Yeldeğirmeni'nden Yahudiler Geçti, Geriye Anıları Kaldı

Harun Niyego, Yeldeğirmeni’nde doğmuş, ilk gençlik yılları orada geçmiş Yahudi bir ailenin çocuğu. Çok kültürlü, çok dilli ve çok inançlı bir İstanbul’un Anadolu yakası çocukluğun geçtiği yerleri bize anlattı…

Çocukluk anılarının olduğu yerler, değişen şehir yaşantısı ve kültürü içinde yok olmaktadır, ayakta kalanlar ise bize geçmişten bir şeyler fısıldar, orada yaşanan acılar, mutluluklar, düğünler, bayramlar… İç içe geçmiş yaşamın zamanını anılar yaşatırken, anıları taze tutan ise o bölgede yaşanmış binalardır…

Sultan III.Mehmet'İn annesi Safiye Sultan'ın isteğiyle 1597 yılında isteği üzerine bir cami inşaatı başlamış, fakat caminin inşaatı oraya yerleşik olanları başka yere göç etmesi anlamına gelmektedir. İnşaat için uygun görülen yer bir yerleşim yeridir ve orada binlerce Yahudi ailesi yaşamaktadır… İstek emirdir ve o emir gereği inşaatın başlamasına aylar kala boşaltılması gerekmektedir ki Yahudiler oradan Anadolu yakasına doğru göç etmişlerdir. İlk olarak karşı kıyıya giderler. Karşı kıyı yani Kadıköy ve Üsküdar.  Varlıklı olanlar her dönem varlıklarına uygun rahat bir yaşam sürerken, orta gelirli olan esnaf olan ahalinin tercih şansı yoktur, bütçelerine uygun yerlere gitmek ile yükümlüdür. Ki gittikleri yerler o dönem arazi olan ve köy statüsünde olan yerlerdir. Kuzguncuk Yahudilere kucak açar… Yeldeğirmeni onlara Kuzguncuk yangınından (1872) sonra kucağını açar ve Yahudi aileleri rüzgarın sert estiği tepeye gelir yerleşirler… İşyerleri karşıdadır, yaşam alanları ve aileleri ise Anadolu yakasında… Havaların çok sisli ve denizin kabardığı günler Avrupa yakasında işyerlerinde geceyi geçirmek zorunda kalırlarmış, hava bozdu mu aileleri bilirmiş eşleri ya Üsküdar üzerinden onlara ulaşacak ya da işyerlerinde geceleyeceklerini… İki ayrı dünya, bir inşaatın parçaladığı yaşamların zamanın rüzgarı ile savrulmalarını ortaya çıkarmış olduğu yeni hayatlar ve anılar…

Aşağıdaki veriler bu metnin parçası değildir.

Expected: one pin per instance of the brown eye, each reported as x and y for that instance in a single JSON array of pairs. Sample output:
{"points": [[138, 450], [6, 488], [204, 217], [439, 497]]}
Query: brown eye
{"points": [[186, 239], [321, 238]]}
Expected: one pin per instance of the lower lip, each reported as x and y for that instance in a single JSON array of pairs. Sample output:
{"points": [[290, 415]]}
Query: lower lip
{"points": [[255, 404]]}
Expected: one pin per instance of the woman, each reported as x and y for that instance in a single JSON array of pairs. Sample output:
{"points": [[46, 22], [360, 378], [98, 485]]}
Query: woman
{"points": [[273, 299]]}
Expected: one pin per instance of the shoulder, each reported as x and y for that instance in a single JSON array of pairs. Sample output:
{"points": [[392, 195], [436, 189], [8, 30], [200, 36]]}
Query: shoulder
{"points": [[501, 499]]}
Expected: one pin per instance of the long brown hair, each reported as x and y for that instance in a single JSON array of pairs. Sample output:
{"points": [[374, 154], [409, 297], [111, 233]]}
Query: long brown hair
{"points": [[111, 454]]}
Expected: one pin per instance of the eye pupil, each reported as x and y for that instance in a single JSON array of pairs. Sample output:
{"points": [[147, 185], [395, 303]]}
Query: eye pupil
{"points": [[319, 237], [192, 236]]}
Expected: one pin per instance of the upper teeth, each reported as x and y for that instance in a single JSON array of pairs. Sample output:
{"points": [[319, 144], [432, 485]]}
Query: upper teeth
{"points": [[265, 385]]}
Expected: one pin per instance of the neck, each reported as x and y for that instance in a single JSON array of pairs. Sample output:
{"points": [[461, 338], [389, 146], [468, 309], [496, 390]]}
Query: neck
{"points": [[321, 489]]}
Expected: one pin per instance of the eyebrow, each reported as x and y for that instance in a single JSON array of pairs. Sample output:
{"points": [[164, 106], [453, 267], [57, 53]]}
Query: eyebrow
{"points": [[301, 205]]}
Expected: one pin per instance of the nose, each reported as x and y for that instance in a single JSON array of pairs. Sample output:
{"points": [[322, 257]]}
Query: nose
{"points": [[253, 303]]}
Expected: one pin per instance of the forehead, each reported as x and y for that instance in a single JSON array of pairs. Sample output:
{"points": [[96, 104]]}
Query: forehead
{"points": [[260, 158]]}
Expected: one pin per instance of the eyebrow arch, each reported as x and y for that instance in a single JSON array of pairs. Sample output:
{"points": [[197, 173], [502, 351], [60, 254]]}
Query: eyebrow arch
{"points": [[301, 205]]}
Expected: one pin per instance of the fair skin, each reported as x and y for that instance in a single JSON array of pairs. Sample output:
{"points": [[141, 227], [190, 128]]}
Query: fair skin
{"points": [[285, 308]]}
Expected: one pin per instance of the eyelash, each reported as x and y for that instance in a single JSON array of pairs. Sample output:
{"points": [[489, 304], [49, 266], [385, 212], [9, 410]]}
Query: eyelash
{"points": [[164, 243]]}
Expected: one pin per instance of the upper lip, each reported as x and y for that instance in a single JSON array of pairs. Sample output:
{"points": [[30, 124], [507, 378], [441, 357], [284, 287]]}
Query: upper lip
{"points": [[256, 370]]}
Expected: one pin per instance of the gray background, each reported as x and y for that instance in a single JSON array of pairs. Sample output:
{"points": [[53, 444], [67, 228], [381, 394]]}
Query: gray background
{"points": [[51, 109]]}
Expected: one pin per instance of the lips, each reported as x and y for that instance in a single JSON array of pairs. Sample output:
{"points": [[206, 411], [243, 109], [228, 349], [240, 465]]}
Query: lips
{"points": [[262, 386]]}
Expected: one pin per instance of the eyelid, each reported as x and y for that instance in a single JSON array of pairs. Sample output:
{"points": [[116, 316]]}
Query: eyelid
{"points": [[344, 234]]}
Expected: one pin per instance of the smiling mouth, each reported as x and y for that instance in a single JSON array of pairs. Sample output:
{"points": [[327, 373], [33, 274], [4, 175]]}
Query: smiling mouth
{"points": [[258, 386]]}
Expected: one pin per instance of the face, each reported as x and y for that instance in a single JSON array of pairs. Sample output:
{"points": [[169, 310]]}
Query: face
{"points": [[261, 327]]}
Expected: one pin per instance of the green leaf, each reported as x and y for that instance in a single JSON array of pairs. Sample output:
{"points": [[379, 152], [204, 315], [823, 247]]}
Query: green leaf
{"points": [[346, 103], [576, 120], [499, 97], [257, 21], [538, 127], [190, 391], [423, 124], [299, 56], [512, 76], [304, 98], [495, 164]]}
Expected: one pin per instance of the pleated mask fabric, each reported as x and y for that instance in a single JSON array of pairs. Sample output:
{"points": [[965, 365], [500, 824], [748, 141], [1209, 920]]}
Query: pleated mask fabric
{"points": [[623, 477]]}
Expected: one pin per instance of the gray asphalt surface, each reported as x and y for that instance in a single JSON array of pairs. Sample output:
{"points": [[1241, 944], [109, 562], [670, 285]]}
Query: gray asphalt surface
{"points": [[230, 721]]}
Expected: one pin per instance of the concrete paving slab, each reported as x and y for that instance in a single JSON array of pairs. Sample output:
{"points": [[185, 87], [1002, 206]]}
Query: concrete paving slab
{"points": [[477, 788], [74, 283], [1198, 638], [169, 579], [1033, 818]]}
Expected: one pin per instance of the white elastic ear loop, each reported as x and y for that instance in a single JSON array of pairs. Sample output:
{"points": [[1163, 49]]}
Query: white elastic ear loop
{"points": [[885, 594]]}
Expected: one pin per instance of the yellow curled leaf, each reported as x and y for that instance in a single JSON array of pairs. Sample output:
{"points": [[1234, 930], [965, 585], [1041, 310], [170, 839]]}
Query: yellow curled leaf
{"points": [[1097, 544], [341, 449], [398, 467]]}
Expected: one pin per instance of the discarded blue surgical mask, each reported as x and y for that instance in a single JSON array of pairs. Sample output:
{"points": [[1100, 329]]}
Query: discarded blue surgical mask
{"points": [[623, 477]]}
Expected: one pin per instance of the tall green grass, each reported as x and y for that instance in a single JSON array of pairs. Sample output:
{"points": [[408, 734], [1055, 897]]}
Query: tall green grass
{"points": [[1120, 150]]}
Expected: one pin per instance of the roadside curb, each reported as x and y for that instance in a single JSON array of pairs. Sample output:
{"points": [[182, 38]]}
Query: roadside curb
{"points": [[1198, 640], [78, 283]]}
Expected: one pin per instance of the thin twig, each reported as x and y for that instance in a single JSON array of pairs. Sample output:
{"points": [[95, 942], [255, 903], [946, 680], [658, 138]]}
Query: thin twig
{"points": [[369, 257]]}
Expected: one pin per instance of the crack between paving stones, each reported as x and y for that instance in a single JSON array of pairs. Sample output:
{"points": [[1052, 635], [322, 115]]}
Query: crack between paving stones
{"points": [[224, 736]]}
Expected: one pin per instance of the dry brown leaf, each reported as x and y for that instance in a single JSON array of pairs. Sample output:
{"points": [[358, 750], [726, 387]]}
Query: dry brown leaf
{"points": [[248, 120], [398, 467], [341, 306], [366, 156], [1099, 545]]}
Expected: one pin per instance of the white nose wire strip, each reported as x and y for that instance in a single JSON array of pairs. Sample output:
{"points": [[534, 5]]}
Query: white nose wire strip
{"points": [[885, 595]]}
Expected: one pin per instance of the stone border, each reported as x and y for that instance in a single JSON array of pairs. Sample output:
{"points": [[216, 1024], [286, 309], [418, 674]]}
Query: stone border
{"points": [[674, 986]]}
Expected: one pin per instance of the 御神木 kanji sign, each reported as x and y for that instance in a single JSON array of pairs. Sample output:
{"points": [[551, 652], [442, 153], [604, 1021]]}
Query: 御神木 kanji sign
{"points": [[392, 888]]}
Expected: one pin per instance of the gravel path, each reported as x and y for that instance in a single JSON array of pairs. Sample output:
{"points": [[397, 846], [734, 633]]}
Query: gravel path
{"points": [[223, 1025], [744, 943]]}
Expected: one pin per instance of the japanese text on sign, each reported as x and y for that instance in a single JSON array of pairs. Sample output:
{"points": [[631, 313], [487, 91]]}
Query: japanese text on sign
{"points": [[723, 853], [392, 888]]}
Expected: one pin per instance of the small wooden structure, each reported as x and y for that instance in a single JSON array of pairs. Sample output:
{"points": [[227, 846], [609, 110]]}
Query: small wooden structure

1800’lü yılların ikinci yarısında Yeldeğirmeni’ne Yahudilerin gelmesiyle semtte apartmanlaşmanın başladığı görülmektedir. 18.yüzyılın başlarında oluşmuş olan sokakların denize bakan yamaçlarında apartmanlar, üst düzlükte ise ahşap evler ağırlıklı olarak göze batmaktadır. Genellikle apartmanlar Yahudilere,  ahşap evler ise Türkler, Rumlar ve Ermenilere aitti. Bugün dahi birçok Yahudi apartmanı ev sahipleri değişmiş olsa da varlığını ve anılarını yaşatmaya devam ediyor…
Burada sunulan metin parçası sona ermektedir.